第16章 環と抜き打ちと掃除*
「そっか、ごめん。次から気を付ける。」
私は環くんの将来が心配になってきたよ。
「あっ!おばちゃん、何かほしいものある?」
『ほしいもの?別にないけど。後今さらだけど、おばちゃん言うな💢』
「ほんと今さらじゃん。しかも、ほしいものないのかよ…。」
明らかにしょんぼりする環くん。
ほんとに大きな子供だな。態度でよくわかる。
だが、なぜそんなにしょげる!そんなに私、悪い事言ったか!?
『あーぁ。じゃ、つけもの!』
「しょぼ……。」
ぶちっ
私の良心が限界がきた。
『このクソガキ💢💢!!!』
私は近くにあったバットを手に取り振り回す。
「わっ!、ぶっねー!ちゃん!ちょっと、たんま!!」
『アイドルだかなんだか知らねぇーけど、もう関係ねぇー!殴る!💢💢』
「たんま!たんま!!来週からそーちゃんと仕事で京都行くからお土産何がいいのか聞きたかったんだよ!!」
バットは環くんの頭上でギリギリストップした。
『お土産ならお土産って最初から言えや💢』
「ちゃ、ちゃんとつけもの買ってくる。

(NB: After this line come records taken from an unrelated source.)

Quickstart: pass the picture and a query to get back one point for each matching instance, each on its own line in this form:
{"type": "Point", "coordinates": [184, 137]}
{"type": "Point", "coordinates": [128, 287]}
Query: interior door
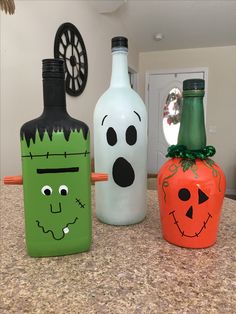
{"type": "Point", "coordinates": [164, 108]}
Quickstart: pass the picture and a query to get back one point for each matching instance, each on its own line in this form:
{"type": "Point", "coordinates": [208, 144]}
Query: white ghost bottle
{"type": "Point", "coordinates": [120, 146]}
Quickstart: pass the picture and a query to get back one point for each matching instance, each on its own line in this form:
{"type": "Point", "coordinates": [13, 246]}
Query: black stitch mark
{"type": "Point", "coordinates": [182, 232]}
{"type": "Point", "coordinates": [50, 231]}
{"type": "Point", "coordinates": [80, 204]}
{"type": "Point", "coordinates": [104, 119]}
{"type": "Point", "coordinates": [138, 116]}
{"type": "Point", "coordinates": [55, 155]}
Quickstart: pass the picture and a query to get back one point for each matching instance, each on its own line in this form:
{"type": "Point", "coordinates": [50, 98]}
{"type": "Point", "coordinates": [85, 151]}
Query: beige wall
{"type": "Point", "coordinates": [221, 100]}
{"type": "Point", "coordinates": [28, 37]}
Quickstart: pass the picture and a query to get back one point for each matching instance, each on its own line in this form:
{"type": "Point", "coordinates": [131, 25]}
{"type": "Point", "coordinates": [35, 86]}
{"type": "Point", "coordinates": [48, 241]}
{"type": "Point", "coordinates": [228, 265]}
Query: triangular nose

」
だからバット置いてくださいと、土下座してくる環くん。
しゃーない。そういう事なら許す。
環くんなりに私にお土産を買ってくるつもりで悩んで聞いてくれたんだろう。ならもうこれ以上怒れない。
私は思わず環くんの頭を撫でた。
『京都……。気を付けて行ってらっしゃい。仕事頑張れな。』
環くんは驚きながら顔をあげた。
だけどすぐに笑顔になり「おう。」と答えくれた。
私はそろそろ掃除に入ろうと立ち上がろうとしたが急に環くんに引っ張られ気づけば環くんの腕の中にいた。
『えっ、ちょっ環くん!?』
「…………もう少しこのまま。ちゃん、冷たくて気持ちいいな。」
まって!!
なんでこんな事になった!?
この小説はギャグじゃないの!?
って、違う!そうじゃない!!!
『環くん!お願いだから離してっ!!』
「やだ。」
結局、環くんの力に叶うはずもなく。夕飯で陸くんが呼びに来てくれるまで私はこのままだった。
そして無事陸くんに助けられ私は帰宅するのであった。
くそっ!結局掃除が出来なかった!!
それにしても……環くんは要注意や。
イケメンだからってやっていい事と悪い事がある。